Worse yet, his participation in the “thumbs-down” on-base celebration with trade acquisition Javy Baez only laid bare his paltry production.
There’s still 160 games left in this, his second year in Queens. A mass showing that his teammates have his back will help.
And, for now, the knowledge he likely won’t miss any time after Cishek, a submarining veteran right-hander, yanked a pitch that struck Lindor in the face.
Lindor and Cishek encountered each other during the game, as Lindor awaited X-rays that showed no fractures.
“He apologized,” Lindor said. “He said he was not trying to do it on purpose. As a man, I respect that.”
Cishek and Nationals coach Gary DiSarcina were ejected by crew chief Mark Carlson after the floating mass of humanity was broken up, both for exacerbating rather than cooling the situation, Carlson explained later to a pool reporter.
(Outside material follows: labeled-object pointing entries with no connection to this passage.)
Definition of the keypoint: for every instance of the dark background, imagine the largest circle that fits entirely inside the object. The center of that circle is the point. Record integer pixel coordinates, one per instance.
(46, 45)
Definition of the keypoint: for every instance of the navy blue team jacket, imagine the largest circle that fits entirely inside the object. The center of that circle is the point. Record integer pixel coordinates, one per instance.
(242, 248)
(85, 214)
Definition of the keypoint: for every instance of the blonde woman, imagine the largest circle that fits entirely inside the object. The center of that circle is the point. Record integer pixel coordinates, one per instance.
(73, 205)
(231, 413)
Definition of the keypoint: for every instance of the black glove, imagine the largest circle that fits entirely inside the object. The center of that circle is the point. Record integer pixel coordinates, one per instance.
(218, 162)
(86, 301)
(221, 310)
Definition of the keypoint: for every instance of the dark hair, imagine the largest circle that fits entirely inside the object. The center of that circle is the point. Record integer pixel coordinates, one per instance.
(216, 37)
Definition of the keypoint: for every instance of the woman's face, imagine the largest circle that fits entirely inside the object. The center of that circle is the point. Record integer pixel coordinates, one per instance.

“I think they understood our frustration,” Showalter said of the umpiring crew. “(Lindor) is lucky. I don’t know how he didn’t have more damage.
“He’s lucky. It’s scary, initially, and then it’s times like that, the fourth (hit-by-pitch in two games), I don’t want to really hear about intent. Throwing up in there, those things can’t happen.”
Showalter paused a moment.
“Max didn’t have any trouble controlling the ball tonight.”
Indeed, the three-time Cy Young Award winner, pitching for the first time in 11 days after a hamstring hiccup imperiled his first turn through the Mets rotation, walked just one batter in six innings, against six strikeouts. He gave up just three hits and one of significant consequence, a second-deck homer to Josh Bell on a center-cut fastball in the fourth.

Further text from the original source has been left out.